Certo, non mancano i problemi. Su tutti, quello della raccolta. I ¾ dell’olio usato nelle cucine italiane vanno dispersi o finiscono nei lavandini con grave danno per l’ambiente e gli impianti di depurazione delle acque di scarico. Solo ¼, dunque, viene recuperato e portato nelle bioraffinerie per essere trasformato in biodiesel.
Uno spreco, soprattutto se si tengono in considerazione due fattori:
- Solo il 7% di biocarburanti può essere fatto con oli derivanti da colture alimentari (dal 2030 niente più olio di palma), mentre non possono essere usati gli oli minerali usati (quelli di auto e camion) perché impattanti a livello ambientale;
- L’Unione europea, lo scorso giugno, ha previsto che entro il 2030 le rinnovabili dovranno coprire il 32% dei consumi (la voce che riguarda i biocarburanti indica la quota del 14% di energie rinnovabili nei trasporti).
Dunque, la parola d’ordine è aumentare il riciclo dell’olio alimentare. Ecco perché il Conoe – il Consorzio nazionale raccolta e trattamento oli e grassi vegetali ed animali esausti – ha sottoscritto nel 2017 un accordo con Eni. Obiettivo: alimentare con l’olio le centrali di Marghera e Gela. “Nelle prossime settimane firmeremo un accordo con l’Anci, l’associazione dei Comuni italiani, per implementare la raccolta», prosegue Antonazzo. «Lo scorso anno il 90% della raccolta è diventato carburante green. Una buona pratica di vera economia circolare che, oltre ai benefici ambientali, implica anche importanti benefici economici. Da quando il Conoe è attivo si sono risparmiati circa 112 milioni di euro sulle importazioni di petrolio».

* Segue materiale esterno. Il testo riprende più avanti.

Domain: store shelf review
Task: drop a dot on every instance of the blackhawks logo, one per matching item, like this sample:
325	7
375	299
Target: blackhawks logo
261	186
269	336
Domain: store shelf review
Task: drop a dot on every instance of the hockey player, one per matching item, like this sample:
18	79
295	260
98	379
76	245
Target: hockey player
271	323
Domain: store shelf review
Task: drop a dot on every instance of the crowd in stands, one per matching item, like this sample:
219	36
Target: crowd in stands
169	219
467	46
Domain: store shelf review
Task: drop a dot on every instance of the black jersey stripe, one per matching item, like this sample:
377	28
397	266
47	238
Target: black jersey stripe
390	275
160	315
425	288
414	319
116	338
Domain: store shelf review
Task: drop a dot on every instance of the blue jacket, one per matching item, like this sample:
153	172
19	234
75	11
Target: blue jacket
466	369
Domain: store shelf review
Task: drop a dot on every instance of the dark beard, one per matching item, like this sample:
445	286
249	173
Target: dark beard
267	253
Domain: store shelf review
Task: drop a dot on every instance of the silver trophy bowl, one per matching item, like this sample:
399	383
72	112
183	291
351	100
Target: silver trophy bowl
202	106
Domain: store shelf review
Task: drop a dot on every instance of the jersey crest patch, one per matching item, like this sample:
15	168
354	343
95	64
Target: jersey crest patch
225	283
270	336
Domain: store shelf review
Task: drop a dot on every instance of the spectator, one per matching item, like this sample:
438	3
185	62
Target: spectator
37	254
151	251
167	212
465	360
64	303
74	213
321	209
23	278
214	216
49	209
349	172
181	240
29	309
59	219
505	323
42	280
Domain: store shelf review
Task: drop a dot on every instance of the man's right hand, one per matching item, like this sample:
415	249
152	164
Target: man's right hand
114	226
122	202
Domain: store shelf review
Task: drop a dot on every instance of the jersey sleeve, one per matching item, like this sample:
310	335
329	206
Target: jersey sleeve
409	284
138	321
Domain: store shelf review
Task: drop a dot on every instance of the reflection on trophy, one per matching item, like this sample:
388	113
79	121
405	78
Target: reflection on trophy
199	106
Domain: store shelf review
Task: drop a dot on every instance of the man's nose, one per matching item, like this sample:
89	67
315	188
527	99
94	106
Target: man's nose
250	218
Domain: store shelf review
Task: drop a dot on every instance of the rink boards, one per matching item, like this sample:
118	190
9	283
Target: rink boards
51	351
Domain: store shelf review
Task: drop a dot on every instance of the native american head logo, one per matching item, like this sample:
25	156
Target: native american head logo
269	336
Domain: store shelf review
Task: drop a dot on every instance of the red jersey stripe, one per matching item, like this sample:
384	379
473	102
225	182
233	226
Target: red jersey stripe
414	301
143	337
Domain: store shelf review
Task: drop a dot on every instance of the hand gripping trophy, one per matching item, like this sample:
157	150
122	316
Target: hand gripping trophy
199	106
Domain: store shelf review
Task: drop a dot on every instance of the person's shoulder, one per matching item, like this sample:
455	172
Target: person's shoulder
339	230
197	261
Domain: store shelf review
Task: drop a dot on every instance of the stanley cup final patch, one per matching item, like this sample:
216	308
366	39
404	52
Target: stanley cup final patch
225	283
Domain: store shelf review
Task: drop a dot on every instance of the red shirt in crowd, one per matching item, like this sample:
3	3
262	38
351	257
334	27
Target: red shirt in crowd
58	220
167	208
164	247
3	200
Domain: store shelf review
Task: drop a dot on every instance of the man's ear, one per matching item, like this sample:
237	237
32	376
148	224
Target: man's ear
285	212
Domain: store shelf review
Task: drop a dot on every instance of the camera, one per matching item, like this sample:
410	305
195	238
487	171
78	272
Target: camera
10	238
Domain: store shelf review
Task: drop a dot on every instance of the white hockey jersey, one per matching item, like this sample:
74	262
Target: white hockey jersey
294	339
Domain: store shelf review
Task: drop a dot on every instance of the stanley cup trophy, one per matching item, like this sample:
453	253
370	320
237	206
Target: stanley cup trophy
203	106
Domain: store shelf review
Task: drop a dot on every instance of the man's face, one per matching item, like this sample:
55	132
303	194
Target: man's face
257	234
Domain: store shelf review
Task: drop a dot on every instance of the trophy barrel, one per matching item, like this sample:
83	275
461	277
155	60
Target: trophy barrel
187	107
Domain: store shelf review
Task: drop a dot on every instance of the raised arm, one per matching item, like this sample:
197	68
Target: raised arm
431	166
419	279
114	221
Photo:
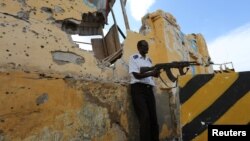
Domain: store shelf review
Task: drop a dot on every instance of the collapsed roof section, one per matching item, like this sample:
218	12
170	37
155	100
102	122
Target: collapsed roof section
106	49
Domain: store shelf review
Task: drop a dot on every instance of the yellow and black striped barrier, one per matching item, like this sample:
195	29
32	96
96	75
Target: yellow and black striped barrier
213	99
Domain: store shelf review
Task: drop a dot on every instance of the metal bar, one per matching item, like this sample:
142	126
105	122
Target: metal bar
125	15
124	37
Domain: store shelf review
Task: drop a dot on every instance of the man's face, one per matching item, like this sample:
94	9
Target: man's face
143	49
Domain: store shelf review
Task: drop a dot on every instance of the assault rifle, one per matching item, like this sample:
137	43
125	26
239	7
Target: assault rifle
168	66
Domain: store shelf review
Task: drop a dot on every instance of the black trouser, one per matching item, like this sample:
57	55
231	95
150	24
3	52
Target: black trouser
144	105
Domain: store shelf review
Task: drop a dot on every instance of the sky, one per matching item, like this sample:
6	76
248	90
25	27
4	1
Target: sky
225	24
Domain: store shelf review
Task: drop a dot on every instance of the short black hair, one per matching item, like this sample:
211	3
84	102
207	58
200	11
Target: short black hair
141	42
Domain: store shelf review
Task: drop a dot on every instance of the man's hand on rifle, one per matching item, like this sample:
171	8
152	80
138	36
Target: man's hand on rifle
156	73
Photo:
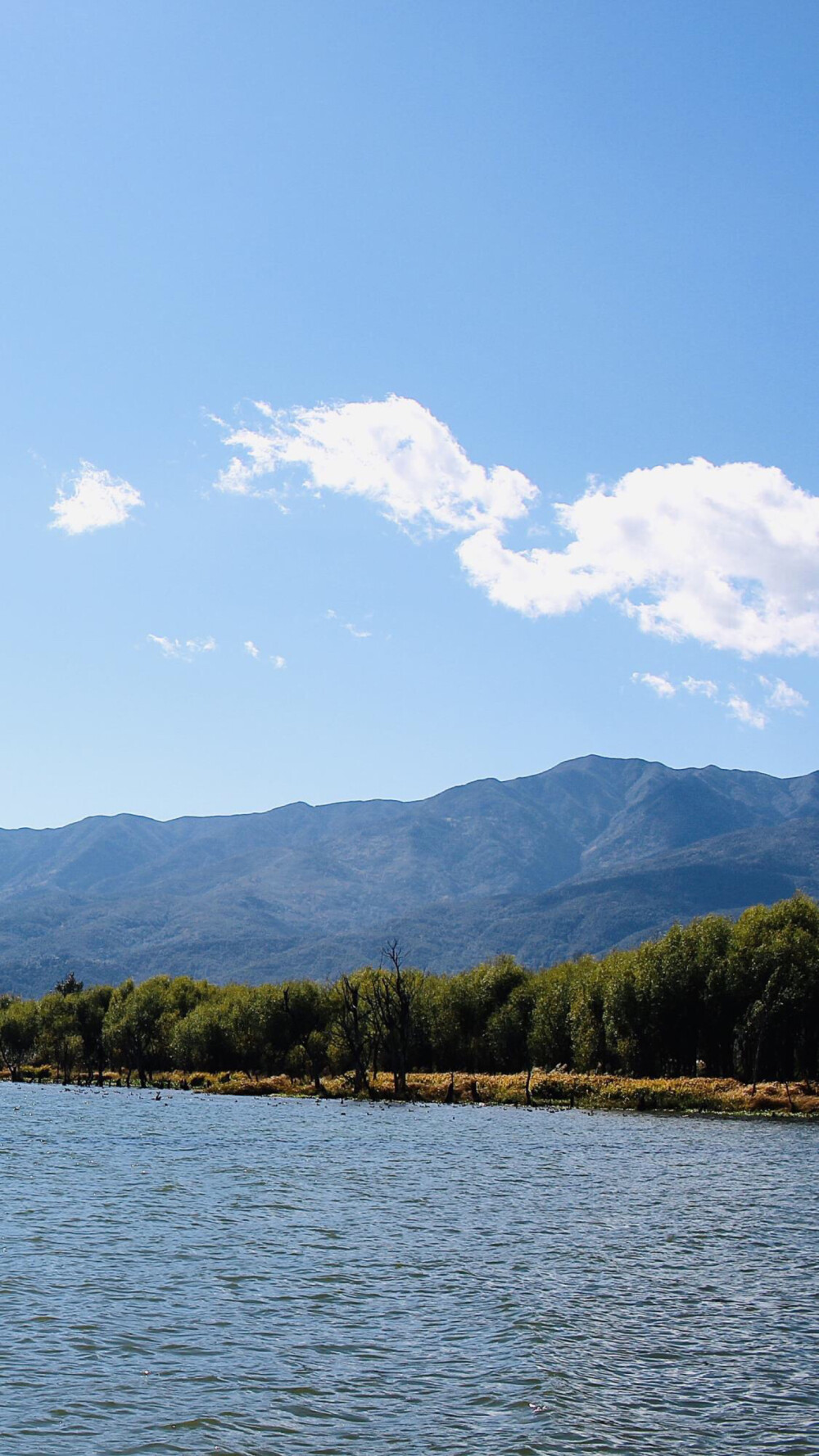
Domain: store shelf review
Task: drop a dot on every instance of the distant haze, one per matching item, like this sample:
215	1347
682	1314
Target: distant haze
592	853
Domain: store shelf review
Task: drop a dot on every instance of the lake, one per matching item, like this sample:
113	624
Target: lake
269	1277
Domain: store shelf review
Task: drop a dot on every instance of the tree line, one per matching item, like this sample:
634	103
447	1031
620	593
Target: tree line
717	997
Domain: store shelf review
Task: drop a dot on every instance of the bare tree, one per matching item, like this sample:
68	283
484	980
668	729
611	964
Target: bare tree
396	1001
353	1018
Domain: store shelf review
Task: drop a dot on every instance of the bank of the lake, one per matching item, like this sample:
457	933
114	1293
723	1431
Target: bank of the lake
547	1089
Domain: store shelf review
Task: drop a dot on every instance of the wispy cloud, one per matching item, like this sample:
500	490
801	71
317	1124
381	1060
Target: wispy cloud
736	705
93	498
726	555
745	712
659	685
349	626
184	649
699	685
783	698
392	452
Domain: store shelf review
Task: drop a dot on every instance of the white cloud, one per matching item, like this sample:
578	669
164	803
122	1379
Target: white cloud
392	452
184	649
659	685
783	698
727	555
349	626
699	685
746	714
95	498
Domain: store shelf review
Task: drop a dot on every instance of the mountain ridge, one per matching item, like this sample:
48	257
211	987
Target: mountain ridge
554	864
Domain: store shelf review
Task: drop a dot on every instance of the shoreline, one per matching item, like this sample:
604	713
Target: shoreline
536	1089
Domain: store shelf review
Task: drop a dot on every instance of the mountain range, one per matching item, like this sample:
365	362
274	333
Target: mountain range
592	853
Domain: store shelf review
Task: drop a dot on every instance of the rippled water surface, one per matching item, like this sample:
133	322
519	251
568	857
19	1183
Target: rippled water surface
274	1277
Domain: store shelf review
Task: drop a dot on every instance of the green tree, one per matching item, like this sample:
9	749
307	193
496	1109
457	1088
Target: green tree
20	1029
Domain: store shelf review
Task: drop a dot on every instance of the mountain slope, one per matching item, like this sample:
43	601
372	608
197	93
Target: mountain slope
583	857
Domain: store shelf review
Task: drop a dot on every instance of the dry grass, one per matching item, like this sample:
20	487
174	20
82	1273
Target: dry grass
592	1091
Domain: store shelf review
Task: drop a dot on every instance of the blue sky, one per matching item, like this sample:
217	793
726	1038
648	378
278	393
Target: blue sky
482	264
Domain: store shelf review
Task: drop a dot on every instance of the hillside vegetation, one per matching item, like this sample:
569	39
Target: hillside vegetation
717	997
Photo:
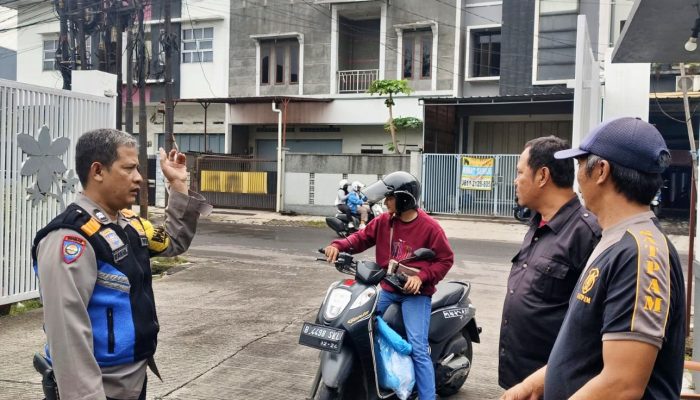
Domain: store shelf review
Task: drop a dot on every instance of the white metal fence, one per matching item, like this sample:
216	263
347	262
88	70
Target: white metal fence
356	81
442	185
25	109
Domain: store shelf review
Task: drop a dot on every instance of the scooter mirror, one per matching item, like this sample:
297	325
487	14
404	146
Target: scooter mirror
335	224
423	254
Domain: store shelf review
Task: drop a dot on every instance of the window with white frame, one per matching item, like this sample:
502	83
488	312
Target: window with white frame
279	62
198	45
417	54
485	53
49	59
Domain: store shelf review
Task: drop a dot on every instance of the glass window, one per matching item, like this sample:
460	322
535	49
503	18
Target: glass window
486	56
194	42
426	55
558	6
408	58
279	61
294	63
281	58
265	65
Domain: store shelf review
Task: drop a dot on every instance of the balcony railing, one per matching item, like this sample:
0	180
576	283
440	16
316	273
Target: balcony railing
356	81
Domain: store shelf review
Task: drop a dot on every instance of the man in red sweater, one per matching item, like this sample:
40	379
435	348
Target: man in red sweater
397	234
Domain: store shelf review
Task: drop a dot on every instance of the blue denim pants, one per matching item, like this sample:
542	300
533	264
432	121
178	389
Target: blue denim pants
416	318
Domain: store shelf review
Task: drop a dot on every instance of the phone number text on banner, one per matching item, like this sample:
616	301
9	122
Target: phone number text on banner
477	173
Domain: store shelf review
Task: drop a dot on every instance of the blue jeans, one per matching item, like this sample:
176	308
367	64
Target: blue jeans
416	318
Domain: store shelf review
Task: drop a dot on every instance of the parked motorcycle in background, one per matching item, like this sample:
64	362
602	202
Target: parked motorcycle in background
521	213
345	326
340	223
655	204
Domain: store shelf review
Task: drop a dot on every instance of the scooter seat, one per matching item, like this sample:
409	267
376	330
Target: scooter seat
447	293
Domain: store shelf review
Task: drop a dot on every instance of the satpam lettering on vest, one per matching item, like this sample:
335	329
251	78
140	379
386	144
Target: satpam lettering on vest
652	299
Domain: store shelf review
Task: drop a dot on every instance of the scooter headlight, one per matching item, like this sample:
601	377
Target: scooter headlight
363	298
336	303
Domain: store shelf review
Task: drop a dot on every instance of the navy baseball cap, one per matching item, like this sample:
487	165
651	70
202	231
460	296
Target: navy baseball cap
629	142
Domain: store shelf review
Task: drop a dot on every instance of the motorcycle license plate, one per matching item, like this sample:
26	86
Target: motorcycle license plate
321	337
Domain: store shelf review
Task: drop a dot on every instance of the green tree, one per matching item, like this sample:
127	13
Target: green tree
390	87
403	124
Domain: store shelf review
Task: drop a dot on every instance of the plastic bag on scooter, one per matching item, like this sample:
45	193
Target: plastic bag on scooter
394	363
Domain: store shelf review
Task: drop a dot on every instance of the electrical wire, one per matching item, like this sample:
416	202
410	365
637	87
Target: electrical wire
186	2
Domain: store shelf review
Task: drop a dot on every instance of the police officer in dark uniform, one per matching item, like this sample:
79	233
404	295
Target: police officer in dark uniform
554	252
93	264
624	334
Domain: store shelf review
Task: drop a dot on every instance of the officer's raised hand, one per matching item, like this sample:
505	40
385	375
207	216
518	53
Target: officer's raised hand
173	166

Non è tutto. Nel 2018, il Conoe conta di raccogliere 75 mila tonnellate: si stima che ogni famiglia italiana produca in media 3 litri all’anno di olio esausto da cottura, frittura o conservazione dei cibi (sottoli, tonno, ecc.) per un totale di 280 mila tonnellate. La sfida è lanciata. Raccogliamola.